Let's get a first overview of the train and test dataset
* How many rows and columns are there?  
* What are the names of the features (columns)?  
* Which features are numerical, which are categorical?  
* How many values are missing?  
The **shape** and **info** methods answer these questions. Whereas, the **head** displays some rows of the dataset **describe** gives a summary of the statistics (only for numerical columns)

### Shape, Info, Head & Describe -----> Functions

In [None]:
print('-'*100)
print('training sample size')
print(df_train.shape)
print('-'*100)
print('testing sample size')
print(df_test.shape)
print('-'*100)
print('training sample features description')
print(df_train.info())
print('-'*100)
print('testing sample features description')
print(df_train.info())
print('-'*100)

* It seems like the trainning and tesing dataframe *(df)* vector *(vec)* consists of 13 columns (12 features excluding Id), as for the training df vec, it has 112147 entries (number of rows).
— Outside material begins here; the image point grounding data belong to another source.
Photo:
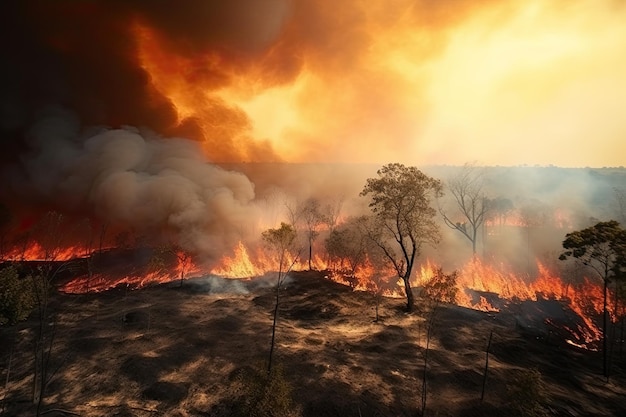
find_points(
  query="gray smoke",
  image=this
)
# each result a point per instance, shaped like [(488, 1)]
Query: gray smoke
[(134, 179)]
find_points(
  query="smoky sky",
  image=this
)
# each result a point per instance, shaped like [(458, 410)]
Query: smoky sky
[(85, 128)]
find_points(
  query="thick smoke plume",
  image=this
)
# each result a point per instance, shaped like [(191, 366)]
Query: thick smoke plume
[(115, 110)]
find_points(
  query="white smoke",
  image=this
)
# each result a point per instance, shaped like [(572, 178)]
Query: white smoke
[(136, 179)]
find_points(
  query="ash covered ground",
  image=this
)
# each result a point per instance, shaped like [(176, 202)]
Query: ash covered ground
[(177, 350)]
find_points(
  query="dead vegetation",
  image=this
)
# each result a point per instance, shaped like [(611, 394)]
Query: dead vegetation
[(184, 351)]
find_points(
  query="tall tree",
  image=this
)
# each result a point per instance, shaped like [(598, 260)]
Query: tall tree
[(403, 217), (601, 247), (311, 214), (466, 188), (280, 242)]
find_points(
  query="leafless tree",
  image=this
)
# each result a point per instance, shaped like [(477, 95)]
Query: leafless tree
[(280, 243), (312, 216), (620, 204), (51, 236), (466, 188)]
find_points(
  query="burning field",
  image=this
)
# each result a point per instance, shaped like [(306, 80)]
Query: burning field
[(149, 149), (172, 350)]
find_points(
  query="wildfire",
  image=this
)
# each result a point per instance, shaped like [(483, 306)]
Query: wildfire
[(240, 265), (480, 285), (586, 299), (36, 252)]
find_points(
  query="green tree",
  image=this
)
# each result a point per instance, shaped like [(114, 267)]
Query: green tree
[(403, 217), (527, 394), (280, 242), (16, 296), (602, 248)]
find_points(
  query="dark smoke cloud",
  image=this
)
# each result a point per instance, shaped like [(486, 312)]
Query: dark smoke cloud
[(133, 179)]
On the other hand,  df test vec has 28037 entries.  
* There are lots of info that is probably related to the dependent variables (target) questions and answers such as badges, reputaion, etc...   
* Maybe other features are not so important for predicting the target, also there might be a strong correlation for some of the features (like activity_in_month).
* There are missing in some columns and it seems some countries tend to have more missing data than others, we are going to deal with missing data accordingly in a later stage

In [None]:
# displaying a sample from the training dataframe
df_train.head()

In [None]:
# displaying a descriptive stats regarding the training dataframe 
df_train.describe()

In [None]:
# displaying a sample from the testing dataframe
df_test.head()

In [None]:
# displaying a descriptive stats regarding the testing dataframe
df_test.describe()

## Distribution of target variables (Questions and Answers)

In [None]:
## optimising plots size
# data = np.random.normal(0, 1, 3)
# array([-1.18878589,  0.59627021,  1.59895721])
# ploty = plt.figure(figsize=(20, 15))
# sns.boxplot(x=data);

In [None]:
# ~ conversion error prevention **
# df_train = df_train.fillna(0)
# Seaborn 0_0
print('-'*100)
print('-'*100)
plt.figure(figsize=(20, 15))
sns.distplot(df_train['P_questions'].dropna());
# skewness and Kurtosis
print("Skewness: %f" % df_train['P_questions'].skew());
print("Kurtosis: %f" % df_train['P_questions'].kurt());
print('-'*100)
print('-'*100)
# ValueError: cannot convert float NaN to integer --- Error --- convertion is required ---> utilising fillna in early phase

In [None]:
print('-'*100)
print('-'*100)
plt.figure(figsize=(20, 15))
sns.distplot(df_train['P_answers'].dropna());
# skewness and Kurtosis
print("Skewness: %f" % df_train['P_answers'].skew());
print("Kurtosis: %f" % df_train['P_answers'].kurt());
print('-'*100)
print('-'*100)

* As we can see, the target variable for both questions and answers is not normally distributed. 
* This behaviour can leads to performance reduction in the ML regression modeling due the fact that some models assume normal distribution.
* Therfore a log transformation is required(see sklearn info on preprocessing) to enhance distribution visualisation.

In [None]:
np.seterr(divide = 'ignore')
# vec = df_train.loc[:,['P_questions']]
df_train['Questions_log'] = np.where(df_train.loc[:,['P_questions']]>0, np.log(df_train.loc[:,['P_questions']]), 0)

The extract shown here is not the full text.